Toward the discovery of vaccine adjuvants:coupling in silico screening and in vitro analysis of antagonist binding to human and mouse CCR4 receptors

Background Adjuvants enhance or modify an immune response that is made to an antigen. An antagonist of the chemokine CCR4 receptor can display adjuvant-like properties by diminishing the ability of CD4+CD25+ regulatory T cells (Tregs) to down-regulate immune responses. Methodology Here, we have used protein modelling to create a plausible chemokine receptor model with the aim of using virtual screening to identify potential small molecule chemokine antagonists. A combination of homology modelling and molecular docking was used to create a model of the CCR4 receptor in order to investigate potential lead compounds that display antagonistic properties. Three-dimensional structure-based virtual screening of the CCR4 receptor identified 116 small molecules that were calculated to have a high affinity for the receptor; these were tested experimentally for CCR4 antagonism.

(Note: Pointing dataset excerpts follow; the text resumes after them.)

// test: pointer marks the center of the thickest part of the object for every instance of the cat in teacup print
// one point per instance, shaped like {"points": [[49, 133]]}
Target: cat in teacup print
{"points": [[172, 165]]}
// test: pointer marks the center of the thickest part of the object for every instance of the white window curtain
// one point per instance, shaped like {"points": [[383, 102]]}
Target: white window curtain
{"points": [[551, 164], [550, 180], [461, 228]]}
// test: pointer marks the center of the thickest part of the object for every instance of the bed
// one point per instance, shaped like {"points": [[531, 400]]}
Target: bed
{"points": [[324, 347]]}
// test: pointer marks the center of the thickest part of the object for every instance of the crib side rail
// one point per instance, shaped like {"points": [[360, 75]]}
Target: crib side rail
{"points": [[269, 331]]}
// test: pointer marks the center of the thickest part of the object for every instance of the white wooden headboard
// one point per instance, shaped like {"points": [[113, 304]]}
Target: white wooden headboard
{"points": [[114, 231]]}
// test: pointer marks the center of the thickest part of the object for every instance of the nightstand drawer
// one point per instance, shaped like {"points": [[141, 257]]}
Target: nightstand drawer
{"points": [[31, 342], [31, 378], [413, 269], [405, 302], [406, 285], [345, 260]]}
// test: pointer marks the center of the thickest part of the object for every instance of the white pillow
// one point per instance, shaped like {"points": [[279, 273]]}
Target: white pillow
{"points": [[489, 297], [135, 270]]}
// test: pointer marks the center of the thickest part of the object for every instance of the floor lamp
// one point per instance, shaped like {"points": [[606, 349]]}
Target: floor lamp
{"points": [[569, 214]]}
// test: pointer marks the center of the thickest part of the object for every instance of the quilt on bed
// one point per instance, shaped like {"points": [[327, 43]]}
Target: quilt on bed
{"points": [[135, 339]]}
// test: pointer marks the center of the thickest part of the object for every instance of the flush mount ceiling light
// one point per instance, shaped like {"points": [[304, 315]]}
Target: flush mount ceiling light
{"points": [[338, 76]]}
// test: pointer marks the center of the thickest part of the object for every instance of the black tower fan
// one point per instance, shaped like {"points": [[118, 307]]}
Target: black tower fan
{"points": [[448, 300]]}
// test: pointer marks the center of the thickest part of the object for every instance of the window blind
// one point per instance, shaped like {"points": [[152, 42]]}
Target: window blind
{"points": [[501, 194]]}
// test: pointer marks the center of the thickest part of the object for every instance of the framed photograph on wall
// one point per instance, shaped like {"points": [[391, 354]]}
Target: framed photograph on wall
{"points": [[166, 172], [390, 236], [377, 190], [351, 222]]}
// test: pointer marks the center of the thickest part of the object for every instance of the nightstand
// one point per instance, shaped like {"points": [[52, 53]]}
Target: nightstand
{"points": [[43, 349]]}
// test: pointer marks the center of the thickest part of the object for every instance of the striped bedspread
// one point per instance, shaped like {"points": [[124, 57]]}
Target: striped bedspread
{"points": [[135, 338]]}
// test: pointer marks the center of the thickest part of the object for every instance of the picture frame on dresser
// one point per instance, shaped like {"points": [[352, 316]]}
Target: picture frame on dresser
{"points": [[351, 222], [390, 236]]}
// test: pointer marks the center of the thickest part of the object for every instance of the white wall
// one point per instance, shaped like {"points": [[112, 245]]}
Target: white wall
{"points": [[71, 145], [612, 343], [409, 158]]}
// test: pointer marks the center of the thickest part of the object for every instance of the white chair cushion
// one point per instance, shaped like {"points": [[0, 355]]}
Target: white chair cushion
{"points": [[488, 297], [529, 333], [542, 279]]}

Fifteen of these small molecules were shown to inhibit specifically CCR4-mediated cell migration, including that of CCR4+ Tregs. Significance Our CCR4 antagonists act as adjuvants augmenting human T cell proliferation in an in vitro immune response model and compound SP50 increases T cell and antibody responses in vivo when combined with vaccine antigens of Mycobacterium tuberculosis and Plasmodium yoelii in mice.